Influence of the mutation A85V on the cutinase secretion and activity. (A) C. glutamicum K9 biosensor cells were transformed with pPBEx2-Pel-cutinase-GFP11 or pPBEx2-NprE-cutinase-GFP11 plasmid harboring either wild-type (WT) or A85V cutinase, as indicated. Biosensor cells carrying pPBEx2 (EV) served as control. The recombinant strains were grown in CGXII medium containing 1% (v/v) glucose in a BioLector for 24 h at 30°C, 1,200 rpm and 85% relative humidity. Four hours after inoculation, IPTG was added to the cultures to a final concentration of 250 μM. At the end of the cultivation (24 h), the secretion performance was assessed by measuring the split GFP fluorescence (green bars) and the cutinase activity (orange bars), respectively. (B) 3D-representation of the X-ray structure of Fusarium solani pisi cutinase (PDB: 1CEX) showing the catalytic triad Ser120-Asp175-His188 and the binding loop, which are essential for cutinase activity.
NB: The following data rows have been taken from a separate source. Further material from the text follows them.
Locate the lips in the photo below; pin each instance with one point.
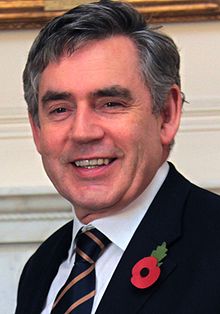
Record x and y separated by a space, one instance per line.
93 163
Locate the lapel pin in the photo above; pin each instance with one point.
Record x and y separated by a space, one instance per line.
146 271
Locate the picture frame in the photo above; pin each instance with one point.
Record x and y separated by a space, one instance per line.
33 14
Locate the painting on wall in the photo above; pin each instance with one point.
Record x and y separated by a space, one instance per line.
27 14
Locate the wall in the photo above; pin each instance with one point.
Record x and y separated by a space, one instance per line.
30 209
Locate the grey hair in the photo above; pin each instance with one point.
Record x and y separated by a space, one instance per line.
158 54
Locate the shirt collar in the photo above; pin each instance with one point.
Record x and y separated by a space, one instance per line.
129 218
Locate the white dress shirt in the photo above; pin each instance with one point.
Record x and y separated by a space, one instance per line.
127 220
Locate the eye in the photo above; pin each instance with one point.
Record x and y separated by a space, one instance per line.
113 104
59 110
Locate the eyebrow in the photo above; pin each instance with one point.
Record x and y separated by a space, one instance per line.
113 91
53 95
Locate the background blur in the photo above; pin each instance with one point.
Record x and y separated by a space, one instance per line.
30 209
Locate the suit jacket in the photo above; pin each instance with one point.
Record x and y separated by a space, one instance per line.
183 215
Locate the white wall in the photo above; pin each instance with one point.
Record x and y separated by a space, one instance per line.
29 207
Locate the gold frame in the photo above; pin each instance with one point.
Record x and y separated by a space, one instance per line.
27 14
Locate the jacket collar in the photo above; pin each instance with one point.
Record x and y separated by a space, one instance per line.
162 222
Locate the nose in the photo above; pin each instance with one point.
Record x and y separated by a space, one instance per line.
86 126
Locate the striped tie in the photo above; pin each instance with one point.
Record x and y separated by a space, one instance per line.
77 294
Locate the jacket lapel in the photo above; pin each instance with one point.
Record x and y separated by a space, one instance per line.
58 254
162 222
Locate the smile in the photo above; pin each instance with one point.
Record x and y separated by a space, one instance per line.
93 163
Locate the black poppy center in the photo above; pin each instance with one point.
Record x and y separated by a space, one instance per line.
144 272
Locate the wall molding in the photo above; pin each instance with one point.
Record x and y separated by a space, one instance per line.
199 115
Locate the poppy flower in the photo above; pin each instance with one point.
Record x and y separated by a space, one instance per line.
146 271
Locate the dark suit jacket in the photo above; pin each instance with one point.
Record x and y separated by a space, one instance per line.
183 215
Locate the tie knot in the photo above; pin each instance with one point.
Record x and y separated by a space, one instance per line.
90 245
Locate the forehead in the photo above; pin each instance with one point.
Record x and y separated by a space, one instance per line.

The cutinase mutation A85V, which increases the enzyme activity toward pNPP, maps to the flap helix, which lines up with the substrate-binding pocket.

FIGURE 7

Secretion performance of two variants obtained from the NprE^SP-cutinase-GFP11 mutant library. Random mutagenesis of pPBEx2-NprE-cutinase-GFP11 and subsequent FACS analysis and screening of biosensor cells expressing the mutant library was performed as described for the Pel^SP-cutinase-GFP11 mutant libraries. Plasmids were isolated from promising clones and then re-introduced in the C. glutamicum K9 biosensor strain. The recombinant strains were grown in CGXII medium containing 1% (v/v) glucose in a BioLector for 24 h at 30°C, 1,200 rpm and 85% relative humidity along with the control strains harboring pPBEx2 (EV) or pPBEx2-NprE-cutinase-GFP11 (NprE^SP). Four hours after inoculation, IPTG was added to the cultures to a final concentration of 250 μM. (A) At the end of the cultivation (24 h) the amount and activity of the extracellular cutinase-GFP11 was determined by split GFP fluorescence (green bars) and cutinase activity measurements (orange bars), respectively. (B) The specific fluorescence of the corresponding biosensor cells at the end of the cultivation (24 h) is indicated.